The Center for Retirement Research at Boston College, with whom I have collaborated on a number of projects, has just released version 2.0 of its famous National Retirement Risk Index (NRRI). The latest-and-greatest NRRI projects that 47 percent of Americans aged 30 to 59 are at risk of insufficient incomes in old age. Are things really that bad?
There are a lot – and I mean a lot – of variables that go into projecting whether a retirees will have incomes sufficient to maintain their pre-retirement standard of living. It’s really complicated and reasonable people will disagree.
But it’s worth focusing on a single and simpler issue: What counts as income? That turns out to be less straightforward than you might think. And the differences are big enough to matter.
The NRRI is based upon the Federal Reserve’s Survey of Consumer Finances (SCF), a household survey of Americans’ assets and incomes. For context, the 2019 SCF states that the median household aged 65 and over had a total cash income of $46,579. Including the “implicit rent” from home equity, which effectively allows a retiree to live rent-free, boosts the median income to $50,329.
However, the National Retirement Risk Index doesn’t include every source of income that’s in the Fed survey. The NRRI counts “income from Social Security, defined benefit [pension] plans; financial assets both in defined contribution (DC) plans and saved directly; and housing.” All of that is fine.

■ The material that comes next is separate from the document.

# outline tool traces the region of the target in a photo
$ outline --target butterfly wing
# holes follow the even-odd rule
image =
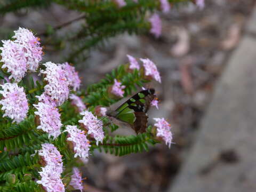
[[[155,98],[155,90],[142,90],[134,95],[116,109],[116,118],[129,123],[138,134],[146,132],[147,126],[147,112]]]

However, the NRRI excludes several sources of income that are included in the Survey of Consumer Finances. The NRRI does not count earnings in retirement; income from farms, businesses and other non-financial investments; and transfer income, which includes government welfare payments as well as alimony and child support.
How much do these omissions matter?
If we subtract the value of earnings, farm and business income and transfer income, as the NRRI would do, the median 65+ household income falls from $50,329 to only $35,047. That’s a big difference when we’re thinking about whether seniors will have enough to get by in old age.

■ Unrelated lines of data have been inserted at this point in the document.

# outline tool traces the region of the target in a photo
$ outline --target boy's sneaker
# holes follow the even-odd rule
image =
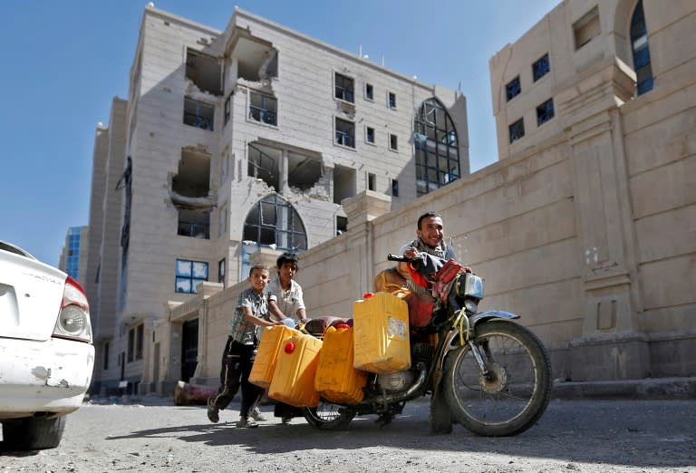
[[[237,427],[239,429],[252,429],[254,427],[258,427],[258,424],[255,422],[254,420],[242,416],[239,418],[239,420],[237,420]]]
[[[264,415],[261,413],[261,410],[259,410],[258,408],[254,408],[252,410],[251,418],[256,422],[266,422],[267,420],[267,419],[264,417]]]
[[[210,420],[213,423],[218,423],[218,421],[220,420],[220,416],[218,415],[219,410],[211,405],[210,402],[208,402],[208,420]]]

The NRRI omits earnings in retirement because they don’t last throughout retirement, which is true. But earnings made up 23 percent of the total incomes of all 65+ households in 2019. That’s a lot of money. And having that money lets seniors delay drawing down their savings, which helps explain why retirees aren’t running out of money in old age.

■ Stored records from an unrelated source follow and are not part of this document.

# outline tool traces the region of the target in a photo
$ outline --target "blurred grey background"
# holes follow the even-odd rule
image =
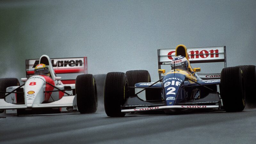
[[[87,56],[94,75],[147,70],[155,81],[157,49],[180,44],[225,45],[228,66],[255,65],[255,0],[2,0],[0,77],[25,77],[25,59],[46,54]]]

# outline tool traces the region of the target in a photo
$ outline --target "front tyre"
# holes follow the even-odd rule
[[[96,82],[92,75],[78,76],[76,79],[76,104],[80,113],[93,113],[98,107]]]
[[[220,90],[224,109],[227,112],[243,111],[245,106],[245,79],[239,67],[221,71]]]
[[[122,117],[121,106],[124,102],[125,88],[128,81],[125,74],[112,72],[107,75],[104,87],[104,106],[107,115],[111,117]]]

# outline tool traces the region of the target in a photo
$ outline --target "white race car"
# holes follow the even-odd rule
[[[16,78],[0,79],[0,111],[17,115],[76,110],[81,113],[95,112],[96,83],[92,75],[85,74],[87,60],[83,57],[51,60],[43,55],[39,60],[26,60],[27,77],[21,79],[23,84],[20,85]],[[48,74],[36,73],[35,68],[40,64],[47,66]],[[70,73],[83,74],[75,80],[66,80],[56,74]]]

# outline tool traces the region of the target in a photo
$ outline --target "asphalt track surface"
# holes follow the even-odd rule
[[[115,118],[107,116],[102,97],[99,98],[94,114],[0,114],[0,143],[256,142],[255,108],[236,113],[128,114]]]
[[[0,118],[0,143],[255,143],[256,109],[180,114],[102,112]]]

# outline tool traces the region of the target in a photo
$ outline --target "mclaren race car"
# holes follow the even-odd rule
[[[0,110],[17,115],[78,110],[95,112],[96,83],[87,73],[86,57],[26,60],[27,78],[0,79]],[[76,79],[61,80],[56,74],[82,73]],[[67,74],[66,74],[67,75]],[[70,75],[70,74],[69,74]],[[4,110],[5,110],[5,111]]]
[[[145,70],[107,74],[104,100],[108,116],[158,110],[240,111],[245,106],[246,94],[255,101],[250,96],[255,88],[255,66],[227,67],[225,46],[187,49],[180,45],[158,53],[159,80],[155,82],[151,82]],[[201,68],[190,65],[212,62],[224,63],[221,73],[200,75]],[[171,67],[166,73],[161,69],[164,65]]]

Likewise, roughly one-fifth of senior households receive farm or business income, which for these households makes up nearly one-third of their total incomes. That substantially exceeds what they receive from combined Social Security benefits and private retirement plans.
It’s a similar story with transfer income, which was received by 19 percent of the over-65 population in 2019, according to the Fed survey. For those households, transfer payments made up nearly one-fifth of their total incomes.
While different retiree households see their incomes reduced for different reasons, the net effect would be to mistakenly cause us to think these seniors won’t have enough to get by in old age.
All of this may look like a statistical he-said, she-said debate – who knows who’s correct? But the NRRI dates back to 2006. At that time, the NRRI projected that 35% of households born from 1946 to 1954, who currently are aged 69 to 77, had inadequate retirement savings. But today, with those households in the heart of retirement, we just don’t see major financial problems. Retirees’ incomes are at record highs and poverty at record lows. Eight-in-10 current seniors tell Gallup they have enough money to “live comfortably.” Only five percent tell a Federal Reserve survey they are “finding it hard to get by.” In the SCF, sixty-one percent of that age group reported not even spending their entire income. The omission of certain categories of retirement income may explain why the long-predicted crisis hasn’t occurred.
There’s a common view of retirement income as simply Social Security plus a 401(k). In reality, U.S. seniors draw income from a wide variety of sources. Projections of retirement income adequacy need to take all those income sources into account. Otherwise, we could live in fear of a retirement crisis that may not ever occur.